Can someone please clarify the difference between a flare and nerve damage? I am also experiencing burning sensations in my leg and back, however my neuro always tells me that it is nerve damage and hopefully in time it will heal. Could this be a flare and do I need to do an MRI and treat it with IV Solu-Medrol?

BW: Attacks (also known as “flares”, “relapses”….these are all the same thing) represent fresh inflammation that need to be treated promptly with steroids and, if necessary, plasma exchange. Attacks develop quickly and worsen day by day, if not hour by hour. Usually, attacks resolve over weeks to months.
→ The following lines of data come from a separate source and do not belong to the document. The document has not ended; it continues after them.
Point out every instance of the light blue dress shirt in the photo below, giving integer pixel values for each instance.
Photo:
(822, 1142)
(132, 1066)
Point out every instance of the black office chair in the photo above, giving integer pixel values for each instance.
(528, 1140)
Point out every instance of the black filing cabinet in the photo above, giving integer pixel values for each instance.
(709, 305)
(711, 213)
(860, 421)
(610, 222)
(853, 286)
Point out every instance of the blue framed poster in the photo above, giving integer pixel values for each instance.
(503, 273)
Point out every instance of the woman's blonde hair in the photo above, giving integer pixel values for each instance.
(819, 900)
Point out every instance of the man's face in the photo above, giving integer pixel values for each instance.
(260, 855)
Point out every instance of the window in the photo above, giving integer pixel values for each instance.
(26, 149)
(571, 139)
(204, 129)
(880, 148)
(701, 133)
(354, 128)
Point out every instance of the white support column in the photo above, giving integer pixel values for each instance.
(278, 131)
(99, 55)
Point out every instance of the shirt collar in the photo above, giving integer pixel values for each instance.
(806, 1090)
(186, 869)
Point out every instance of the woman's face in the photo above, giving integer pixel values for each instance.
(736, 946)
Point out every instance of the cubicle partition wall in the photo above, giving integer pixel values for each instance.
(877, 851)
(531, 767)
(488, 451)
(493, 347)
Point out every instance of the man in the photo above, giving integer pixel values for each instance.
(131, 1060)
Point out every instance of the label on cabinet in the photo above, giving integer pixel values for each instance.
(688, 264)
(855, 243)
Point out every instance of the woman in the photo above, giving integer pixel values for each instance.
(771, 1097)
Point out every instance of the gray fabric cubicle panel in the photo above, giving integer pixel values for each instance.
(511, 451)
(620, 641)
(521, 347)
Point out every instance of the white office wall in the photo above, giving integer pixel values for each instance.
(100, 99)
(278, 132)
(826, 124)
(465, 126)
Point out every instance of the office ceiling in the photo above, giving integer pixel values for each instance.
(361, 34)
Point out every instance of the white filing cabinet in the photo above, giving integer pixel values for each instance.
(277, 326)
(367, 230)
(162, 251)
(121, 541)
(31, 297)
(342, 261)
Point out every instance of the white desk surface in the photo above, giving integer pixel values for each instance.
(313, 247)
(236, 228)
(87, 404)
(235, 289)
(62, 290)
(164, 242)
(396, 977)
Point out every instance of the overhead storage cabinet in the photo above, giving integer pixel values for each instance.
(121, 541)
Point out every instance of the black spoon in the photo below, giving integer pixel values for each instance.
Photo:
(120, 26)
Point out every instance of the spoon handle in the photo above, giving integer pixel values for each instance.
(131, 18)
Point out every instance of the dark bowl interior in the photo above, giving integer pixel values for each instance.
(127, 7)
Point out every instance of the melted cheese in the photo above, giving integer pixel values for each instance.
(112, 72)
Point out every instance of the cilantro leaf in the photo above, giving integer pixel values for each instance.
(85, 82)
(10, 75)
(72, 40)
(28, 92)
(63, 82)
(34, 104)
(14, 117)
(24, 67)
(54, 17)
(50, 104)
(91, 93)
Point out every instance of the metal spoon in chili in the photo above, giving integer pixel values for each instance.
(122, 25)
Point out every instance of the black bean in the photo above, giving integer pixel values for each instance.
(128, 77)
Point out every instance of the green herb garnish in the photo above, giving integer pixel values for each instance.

Attacks may leave some degree of permanent symptoms due to nerve damage in the optic nerve and spinal cord, such as the burning sensations that you mention. These symptoms are stable or may fluctuate, but change to a much more limited degree than symptoms of an attack. Worsening may occur when a person becomes overtired or overheated. These “more or less stable” symptoms tend not to resolve. One needs to cope with them; it is usually unnecessary to do MRIs to investigate such permanent symptoms or treat them with corticosteroids such as Solu-Medrol.

Brian G. Weinshenker, M.D., is a neurologist at the Mayo Clinic with specialty interest in multiple sclerosis, neuromyelitis optica and other demyelinating diseases of the central nervous system. Additionally, he is an expert in diagnosis and management of acute and chronic diseases of the spinal cord, including acute transverse myelitis, cervical spondylosis and other genetic, vascular and metabolic myelopathies.